Cercasi suspance
di Maurizio Porro
Joe D’Amato, alias Aristide Massaccesi (col suo vero nome firma qui la non prestigiosa direzione della fotografia) non dovrebbe lasciare mai la retta via del cinema a luci rosse in cui è specialista, sia nella tipologia hard, sia in quei titoli soft, quasi sempre continuazioni di film di Tinto Brass, spesso in flash back agli anni del regime, sempre in case più o meno ufficialmente di piacere, con menù ricco di melodrammi e di passioni, come le foglie porno al vento.

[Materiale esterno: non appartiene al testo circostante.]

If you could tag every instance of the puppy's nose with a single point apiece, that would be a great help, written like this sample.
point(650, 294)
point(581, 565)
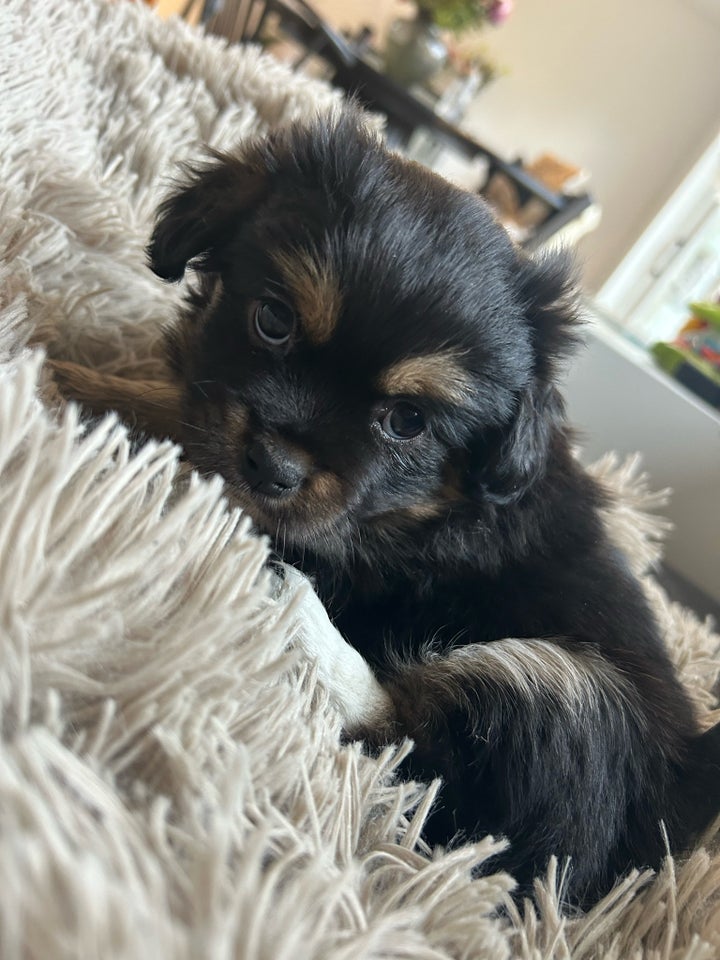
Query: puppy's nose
point(271, 469)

Quando, appunto, sceglie di fare altrimenti, come in questo demenziale - l'aggettivo non è sempre indice di virtù - horror intitolato In quella casa (Buio Omega), la sua professionalità fallisce clamorosamente sotto il peso di una totale mancanza di sceneggiatura, priva delle più elementari regole della suspense, incapace di filtrare, attraverso lo schermo, anche le emozioni più violente.
Qui poi, per mettersi alla pari con il maestro Dario Argento, che è stato il primo a fare un uso diverso della colonna sonora, D’Amato si fa aiutare dai Goblin, con risultati musicali di esasperante noia, lasciando in mano a un ripetitivo refrain mezzo film in cui non accade proprio nulla.
La storiella, in breve, è quella del solito nevropatico, cresciuto senza papà e mamma. Istigato da una perfida governante, Iris, che nutre verso di lui insani propositi matrimoniali, Francesco, facendo l'imbalsamatore di animali per hobby, a un certo punto pensa di dedicare questa sua abilità manuale anche verso il gentil sesso.
La prima fortunata è la sua fidanzata che, morta per cause naturali - sarà la prima e l'unica - viene trafugata e, appunto imbalsamata.
Il gioco continua con altre povere malcapitate, il tutto in un châlet tirolese post-svizzero moderno e, mentre il ragazzo uccìde, soffrendo e pensando alla sua Giulietta defunta di cui arriverà poi la sorella quasi sosia, la Iris sbriga le faccende di casa, anche le più modeste, come tagliare a pezzi i cadaveri, farne una bella pasta schiumosa e sotterrare tutto, a caldo, in giardino. Ma c’è uno sconosciuto che, insospettito, indaga nell'ombra, non pronuncia parola e interviene al momento giusto dopo che l'ecatombe finale ha in parte ristabilito la dimensione della morale e della giustizia.
Privo di educazione thriller, il film si fa notare per la noia con cui accumula una situazione sempre uguale a se stessa, e per l'inadeguatezza degli interpreti tra cui un protagonista che non sfigurerebbe affatto in un hard core. La ripetizione dei modelli non mette le ali a un sottoprodotto sanguinolento in cui una certa categoria di voyeurs potrà ammirare nudità già in rigor mortis. È tutto così in confusione, e spesso così ridicolo, che non si ha neanche voglia se non c'è l'obbligo, di vedere come andrà a finire. Del tutto assente anche quella certa eleganza patinata e fotoromanzesca che ci rendeva simpatico D'Amato proprio nelle sue scappatelle presso un altro pubblico. Dati per dispersi quindi il ritmo e la suspense, non resta che attendere l'inevitabile grido finale della morta vivente, che promette di diventare una zombie con tutte le carte in regola.